Economia
Boom delle vendite on line di vino e spumanti in Italia
Il vino è protagonista delle vendite sia nella Grande Distribuzione sia on line nelle settimane di stop forzato. A sopresa crollano i vini liquorosi ma anche gli Champagne mentre a correre sono stati in particolare i vini Doc e Docg e il vino comune
23 marzo 2020 | C. S.
Non si può fare a meno del vino a casa in tempi di Coronavirus. Se, spesso, durante le giornate lavorative al vino venivano preferite altre bevande, oggi il vino domina la scena.

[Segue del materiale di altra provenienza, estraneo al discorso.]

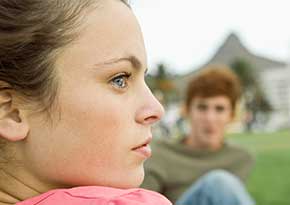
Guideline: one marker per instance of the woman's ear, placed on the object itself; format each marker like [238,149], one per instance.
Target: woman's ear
[13,122]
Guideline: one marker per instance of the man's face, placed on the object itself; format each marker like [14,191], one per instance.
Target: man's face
[209,118]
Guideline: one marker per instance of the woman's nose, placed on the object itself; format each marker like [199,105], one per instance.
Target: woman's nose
[151,110]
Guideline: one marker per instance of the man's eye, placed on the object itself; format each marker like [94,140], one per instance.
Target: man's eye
[220,108]
[121,81]
[201,107]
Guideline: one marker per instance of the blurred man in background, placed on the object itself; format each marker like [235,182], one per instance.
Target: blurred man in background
[201,168]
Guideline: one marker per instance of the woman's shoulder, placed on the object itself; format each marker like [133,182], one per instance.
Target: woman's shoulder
[97,195]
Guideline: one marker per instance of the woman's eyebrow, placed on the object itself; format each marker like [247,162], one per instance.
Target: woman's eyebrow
[133,60]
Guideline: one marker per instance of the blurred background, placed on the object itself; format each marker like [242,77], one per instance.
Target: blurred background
[253,38]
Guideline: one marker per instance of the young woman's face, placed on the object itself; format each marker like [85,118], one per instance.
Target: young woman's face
[105,109]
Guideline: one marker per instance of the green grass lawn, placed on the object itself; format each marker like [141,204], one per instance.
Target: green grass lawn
[269,182]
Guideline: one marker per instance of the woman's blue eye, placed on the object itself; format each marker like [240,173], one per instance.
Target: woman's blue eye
[121,81]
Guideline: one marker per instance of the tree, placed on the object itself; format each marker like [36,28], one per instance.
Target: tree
[255,99]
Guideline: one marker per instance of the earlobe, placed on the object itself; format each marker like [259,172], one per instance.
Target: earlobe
[13,125]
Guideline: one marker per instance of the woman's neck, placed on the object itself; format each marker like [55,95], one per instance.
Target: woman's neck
[13,190]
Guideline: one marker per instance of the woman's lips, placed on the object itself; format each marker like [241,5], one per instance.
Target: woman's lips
[144,150]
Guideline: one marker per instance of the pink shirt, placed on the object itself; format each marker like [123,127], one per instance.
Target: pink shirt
[96,195]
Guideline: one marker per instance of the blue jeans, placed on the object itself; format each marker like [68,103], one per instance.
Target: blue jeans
[217,187]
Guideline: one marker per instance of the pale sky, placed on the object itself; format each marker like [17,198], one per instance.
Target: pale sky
[184,34]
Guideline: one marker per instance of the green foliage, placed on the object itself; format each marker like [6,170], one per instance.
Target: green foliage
[268,183]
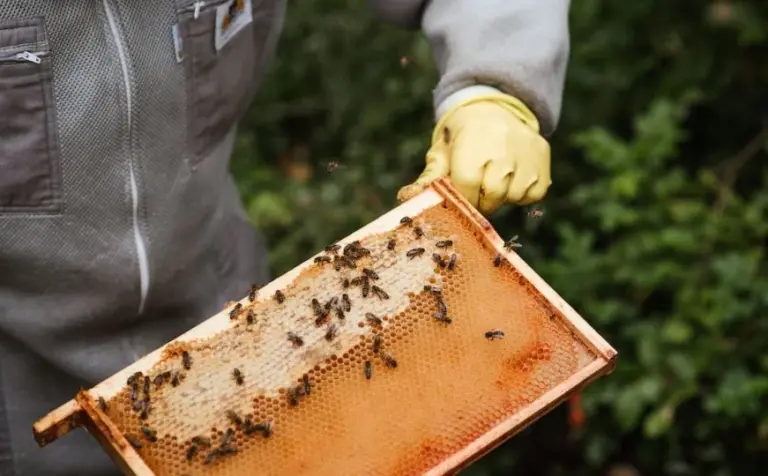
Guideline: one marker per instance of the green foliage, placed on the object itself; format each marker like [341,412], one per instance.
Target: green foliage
[656,227]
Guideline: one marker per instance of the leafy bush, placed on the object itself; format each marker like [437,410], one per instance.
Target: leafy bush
[656,226]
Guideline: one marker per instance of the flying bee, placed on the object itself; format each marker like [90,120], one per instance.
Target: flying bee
[441,317]
[133,441]
[295,339]
[253,292]
[536,213]
[379,293]
[201,441]
[191,452]
[368,370]
[235,311]
[279,297]
[415,252]
[389,360]
[234,417]
[373,319]
[452,262]
[438,259]
[265,428]
[294,394]
[376,344]
[371,274]
[238,376]
[512,243]
[149,434]
[331,333]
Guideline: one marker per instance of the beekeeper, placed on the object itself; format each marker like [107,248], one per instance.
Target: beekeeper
[120,224]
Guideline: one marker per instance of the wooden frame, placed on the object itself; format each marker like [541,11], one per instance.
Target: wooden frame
[82,411]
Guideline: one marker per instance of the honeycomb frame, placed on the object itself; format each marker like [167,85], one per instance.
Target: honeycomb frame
[598,356]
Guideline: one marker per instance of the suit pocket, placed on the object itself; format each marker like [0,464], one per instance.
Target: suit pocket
[30,169]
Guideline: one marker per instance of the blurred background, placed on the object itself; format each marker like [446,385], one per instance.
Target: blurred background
[655,228]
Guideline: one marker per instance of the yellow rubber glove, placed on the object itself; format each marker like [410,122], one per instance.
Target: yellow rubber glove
[491,149]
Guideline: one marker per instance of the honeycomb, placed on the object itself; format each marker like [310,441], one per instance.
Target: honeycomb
[450,385]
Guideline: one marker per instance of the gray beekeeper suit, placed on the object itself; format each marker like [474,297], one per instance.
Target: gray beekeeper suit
[120,225]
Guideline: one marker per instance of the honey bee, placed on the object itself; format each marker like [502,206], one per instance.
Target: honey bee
[441,317]
[389,360]
[133,441]
[279,296]
[201,441]
[331,333]
[253,292]
[452,262]
[191,452]
[294,394]
[149,434]
[438,259]
[370,274]
[235,311]
[512,243]
[295,339]
[373,319]
[238,376]
[368,370]
[234,417]
[415,252]
[494,334]
[379,292]
[265,428]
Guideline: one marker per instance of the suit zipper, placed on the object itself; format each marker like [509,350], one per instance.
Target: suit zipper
[141,250]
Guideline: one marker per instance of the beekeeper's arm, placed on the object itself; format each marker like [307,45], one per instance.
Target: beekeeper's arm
[502,68]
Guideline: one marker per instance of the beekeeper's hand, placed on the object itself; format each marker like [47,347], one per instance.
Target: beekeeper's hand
[489,145]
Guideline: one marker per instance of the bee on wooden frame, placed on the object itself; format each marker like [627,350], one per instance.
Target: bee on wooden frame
[238,376]
[416,252]
[295,339]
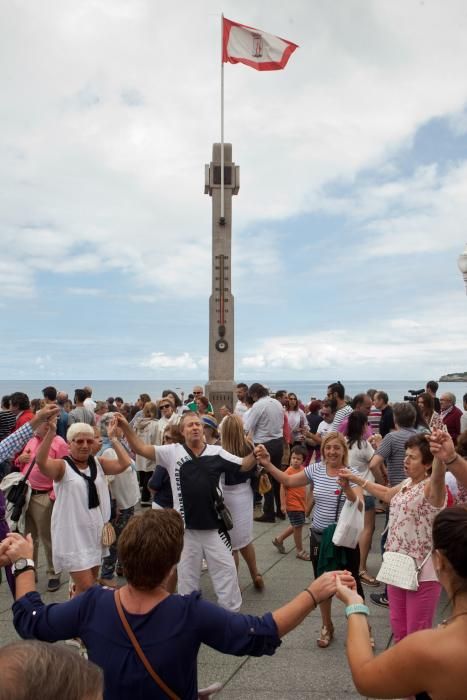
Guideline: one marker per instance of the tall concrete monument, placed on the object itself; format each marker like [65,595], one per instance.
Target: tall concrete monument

“All’inizio dell’emergenza in Italia coronavirus – spiega Virgilio Romano, account director di Iri Infoscan – nella settimana 17-23 febbraio le vendite di vino registravano una flessione: -0,6%. La settimana successiva il giro d’affari è tornato in terreno positivo: +1,9%. Nella settimana 2-8 marzo, quando si è estesa la zona rossa a tutta Italia, le vendite di vino hanno fatto un balzo del 6,3%. E a correre sono stati in particolare i vini Doc e Docg (+11,9%), e il vino comune (+3,9%)”.

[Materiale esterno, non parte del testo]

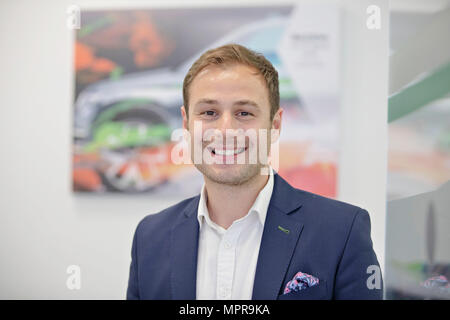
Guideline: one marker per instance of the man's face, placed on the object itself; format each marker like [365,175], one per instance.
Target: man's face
[223,99]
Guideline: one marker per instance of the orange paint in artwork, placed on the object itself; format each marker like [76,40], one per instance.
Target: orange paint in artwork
[86,179]
[146,43]
[85,59]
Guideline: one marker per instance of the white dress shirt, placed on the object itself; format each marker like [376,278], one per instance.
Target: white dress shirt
[227,258]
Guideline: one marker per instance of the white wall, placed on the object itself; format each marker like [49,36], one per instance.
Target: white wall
[44,227]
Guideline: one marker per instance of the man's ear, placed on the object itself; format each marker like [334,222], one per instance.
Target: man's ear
[276,124]
[185,118]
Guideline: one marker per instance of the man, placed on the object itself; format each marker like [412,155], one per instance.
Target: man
[248,235]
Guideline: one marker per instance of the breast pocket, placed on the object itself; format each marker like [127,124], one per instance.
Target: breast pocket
[317,292]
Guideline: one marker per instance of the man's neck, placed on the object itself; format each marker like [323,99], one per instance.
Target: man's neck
[227,203]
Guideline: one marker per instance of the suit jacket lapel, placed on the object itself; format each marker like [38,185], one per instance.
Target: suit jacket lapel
[183,253]
[280,237]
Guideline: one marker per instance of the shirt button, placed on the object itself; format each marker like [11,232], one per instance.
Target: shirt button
[223,292]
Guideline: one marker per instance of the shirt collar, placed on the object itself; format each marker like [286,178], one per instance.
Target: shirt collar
[260,205]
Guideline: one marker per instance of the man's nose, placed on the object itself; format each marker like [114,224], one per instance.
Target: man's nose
[226,121]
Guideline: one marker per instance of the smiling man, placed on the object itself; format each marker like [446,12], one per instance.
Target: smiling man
[248,234]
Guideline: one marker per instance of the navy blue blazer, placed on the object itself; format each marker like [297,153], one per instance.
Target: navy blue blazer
[327,239]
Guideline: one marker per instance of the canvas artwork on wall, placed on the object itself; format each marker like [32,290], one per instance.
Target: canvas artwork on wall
[129,68]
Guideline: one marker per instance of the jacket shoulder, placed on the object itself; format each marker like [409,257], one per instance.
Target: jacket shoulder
[163,220]
[329,211]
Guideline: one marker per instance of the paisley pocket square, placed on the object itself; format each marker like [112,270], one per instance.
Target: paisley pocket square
[300,281]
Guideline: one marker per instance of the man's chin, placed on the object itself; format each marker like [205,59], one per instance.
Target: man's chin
[229,174]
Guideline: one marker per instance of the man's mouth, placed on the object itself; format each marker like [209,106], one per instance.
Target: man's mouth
[227,151]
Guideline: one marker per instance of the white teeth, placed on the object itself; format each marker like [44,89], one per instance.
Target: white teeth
[228,152]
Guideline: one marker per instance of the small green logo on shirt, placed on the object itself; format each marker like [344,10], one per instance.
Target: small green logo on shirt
[283,229]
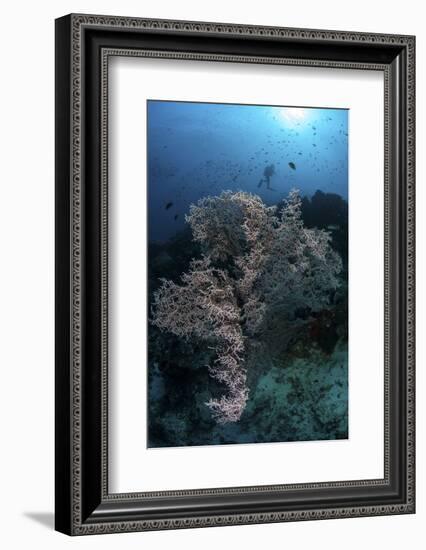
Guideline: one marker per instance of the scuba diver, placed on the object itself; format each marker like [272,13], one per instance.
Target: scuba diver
[267,174]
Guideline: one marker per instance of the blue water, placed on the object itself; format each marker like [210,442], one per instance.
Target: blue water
[199,149]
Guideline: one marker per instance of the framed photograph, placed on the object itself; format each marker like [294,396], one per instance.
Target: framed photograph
[234,274]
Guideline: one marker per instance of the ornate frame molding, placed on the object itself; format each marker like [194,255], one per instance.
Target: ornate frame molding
[72,45]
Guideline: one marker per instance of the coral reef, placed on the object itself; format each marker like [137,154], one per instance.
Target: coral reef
[260,268]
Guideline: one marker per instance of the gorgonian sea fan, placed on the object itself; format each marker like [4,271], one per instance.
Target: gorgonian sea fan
[256,262]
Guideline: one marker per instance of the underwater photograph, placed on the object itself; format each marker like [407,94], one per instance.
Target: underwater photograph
[247,273]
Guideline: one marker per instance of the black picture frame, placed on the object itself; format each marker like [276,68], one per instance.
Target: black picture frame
[83,504]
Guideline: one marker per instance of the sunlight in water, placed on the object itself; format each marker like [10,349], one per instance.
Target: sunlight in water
[293,115]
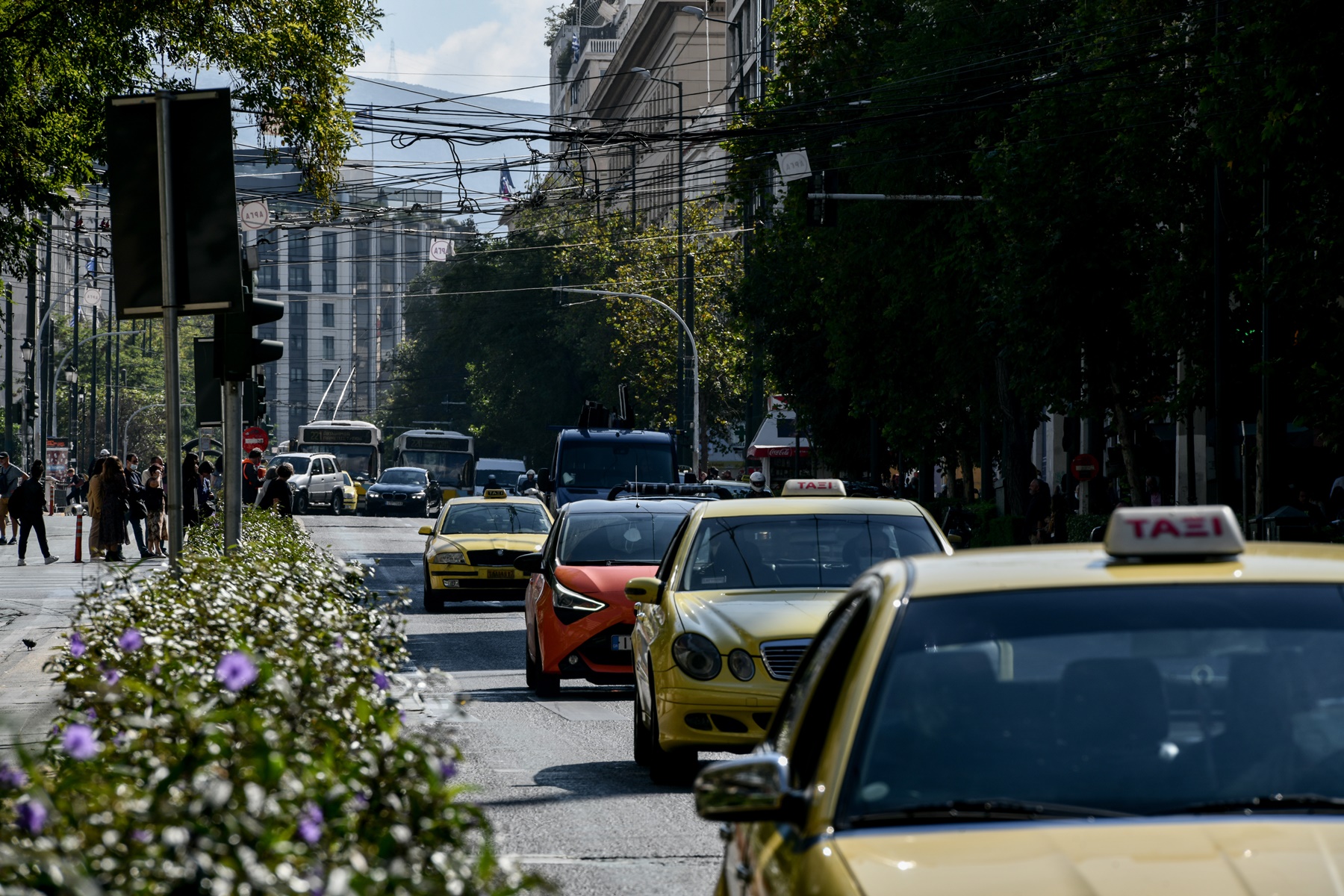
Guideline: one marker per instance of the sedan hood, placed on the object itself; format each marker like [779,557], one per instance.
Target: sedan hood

Nel carrello della spesa sembrano prevalere le etichette di denominazioni note, i grandi classici, e le etichette con cui si ha più familiarità. In assenza di aperitivi e happy hour “gli spumanti – precisa ancora Romano – hanno vendite altalenanti ma comunque a due cifre e sempre in terreno positivo: fino al 23 febbraio +17,6%, crollo a 5,7% nella settimana successiva, e poi ripresa a 11,7%”.

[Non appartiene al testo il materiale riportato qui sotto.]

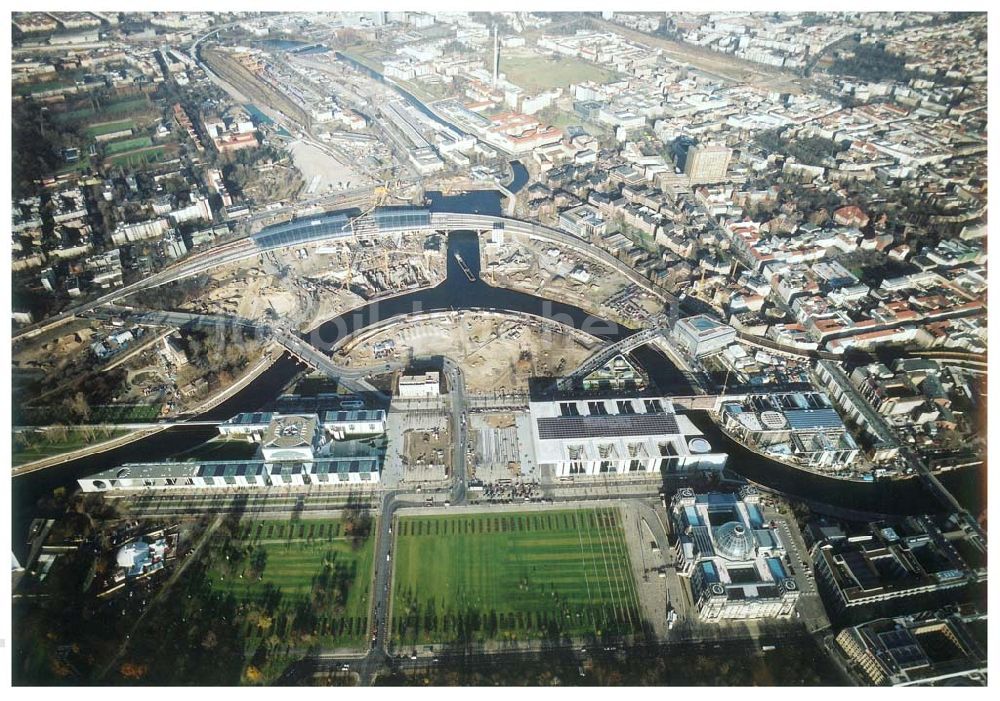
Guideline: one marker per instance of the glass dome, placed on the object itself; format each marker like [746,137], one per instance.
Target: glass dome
[734,541]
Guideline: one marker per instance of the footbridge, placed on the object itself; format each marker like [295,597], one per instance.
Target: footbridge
[602,355]
[351,378]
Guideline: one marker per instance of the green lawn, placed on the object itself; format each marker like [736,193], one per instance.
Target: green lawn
[534,72]
[30,447]
[306,575]
[123,145]
[99,414]
[128,105]
[109,127]
[544,574]
[142,156]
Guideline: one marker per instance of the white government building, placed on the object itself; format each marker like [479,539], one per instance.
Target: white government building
[621,435]
[730,556]
[337,448]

Mentre le vendite online del largo consumo, secondo dati del panel Iri Ecommerce, “vedono in forte crescita, oltre il 300%, il click&collect che accelera ulteriormente nelle tre settimane di emergenza sanitaria”.
Curiosamente, conclude il presidente Associazione Distribuzione Moderna Giorgio Santambrogio, in questo periodo casalingo e senza timori di perdere punti nella patente perché l’auto è ferma in garage, “crollano i vini da meditazione e i liquorosi: Passito & Marsala, produzioni di nicchia nei volumi Gdo, scendono del 15,7%. Mentre le vendite di Champagne crollano del 53,2%”.